Warning: this post contains very little knitting content.
Currently, my blog is being quite neglected because I am on dial-up. It is amazing how quickly we become accustomed to high-speed. Anyway, I'm visiting family in Georgia, a 13-hour drive which we survived despite the psycho truckers and now I have to survive on dial-up for a week.
A couple of nights ago, we went to an event known as the "Fantasy in Lights" at a local botanical garden. This is a very Christmas event. (It is the Bible belt, after all.) This event consists of scene after scene of snowflakes, flowers, Santa and his elves, three hens holding French flags (think about it), and frogs with Santa hats jumping into ponds, all crafted from Christmas lights, eight million Christmas lights. That figure is not an exaggeration, by the way; that is the figure that was given on the tour.

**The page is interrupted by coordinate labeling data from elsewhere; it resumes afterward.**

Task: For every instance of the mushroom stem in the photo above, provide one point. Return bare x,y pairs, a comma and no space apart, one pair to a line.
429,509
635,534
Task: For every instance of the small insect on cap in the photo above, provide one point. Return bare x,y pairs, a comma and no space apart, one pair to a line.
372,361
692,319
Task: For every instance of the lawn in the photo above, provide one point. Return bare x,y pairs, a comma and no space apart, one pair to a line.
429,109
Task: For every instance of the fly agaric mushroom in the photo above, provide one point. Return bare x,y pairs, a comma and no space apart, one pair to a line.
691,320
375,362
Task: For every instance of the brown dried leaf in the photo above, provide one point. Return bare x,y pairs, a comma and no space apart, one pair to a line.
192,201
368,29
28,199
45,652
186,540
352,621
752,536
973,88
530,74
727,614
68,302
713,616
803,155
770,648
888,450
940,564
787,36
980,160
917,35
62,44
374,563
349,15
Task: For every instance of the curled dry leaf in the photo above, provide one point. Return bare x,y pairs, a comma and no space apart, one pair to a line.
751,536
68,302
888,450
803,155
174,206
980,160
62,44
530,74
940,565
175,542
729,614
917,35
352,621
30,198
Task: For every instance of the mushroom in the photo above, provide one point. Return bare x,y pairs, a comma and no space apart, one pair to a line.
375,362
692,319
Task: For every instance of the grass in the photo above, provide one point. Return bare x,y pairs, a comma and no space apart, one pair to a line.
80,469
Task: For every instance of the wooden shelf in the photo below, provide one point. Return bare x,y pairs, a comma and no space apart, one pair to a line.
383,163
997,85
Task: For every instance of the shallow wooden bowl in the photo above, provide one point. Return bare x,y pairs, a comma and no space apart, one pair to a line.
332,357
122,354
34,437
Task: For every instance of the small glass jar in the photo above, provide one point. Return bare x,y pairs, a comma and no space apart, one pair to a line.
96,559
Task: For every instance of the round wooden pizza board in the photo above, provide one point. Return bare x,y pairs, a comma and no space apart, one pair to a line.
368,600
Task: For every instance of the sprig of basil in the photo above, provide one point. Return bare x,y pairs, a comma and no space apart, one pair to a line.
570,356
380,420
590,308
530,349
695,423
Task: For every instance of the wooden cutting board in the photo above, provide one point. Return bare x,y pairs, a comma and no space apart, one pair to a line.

You can either drive your own car through or take the open trolley (with blankets, of course).
And so we come to the "one" in every crowd. You know the one, the obnoxious person who feels the need to comment on everything - the one who must point out that it is cold, the one who points out the big lighted wreath that no sighted person could possibly miss, the one everyone wants to strangle and toss into the cold lake by the end of the tour. Our "one" was an older gentleman, 81 he felt the need to tell us. His first complaint was that it was cold. It was rather chilly, but everyone already knew it. He complained that he didn't know how he had been talked into it. (I know we were wishing he hadn't been.) And he complained about having to wait for the trolley to start.
He felt the need to sing along, quite loudly, with all the carols along the route and each time one of the workers along the route, frozen I'm sure from standing in the cold, shouted "Merry Christmas", he would reply with a "Baa, Humbug". After each scene, there was a short area of dark drive and each time we reached a new scene, he said "It's not over yet?" I truly wanted to throw him into the lake at the end when he asked if my girls had a good time.
And now for the obligatory knitting content: I'm nearly done with the second Christmas sock (but I'm on dial-up, so you'll have to wait for pictures) and I've made progress on the sweater. I've given my mother and aunt knitting lessons. My aunt is actually the one who taught me to knit on chopsticks when I was younger, but she has not knitted in years and my mother never knew how. They are progressing.
I should post in a couple of days the Mystery Christmas presents that I know you've been awaiting so anxiously. (I pre-loaded those pictures.)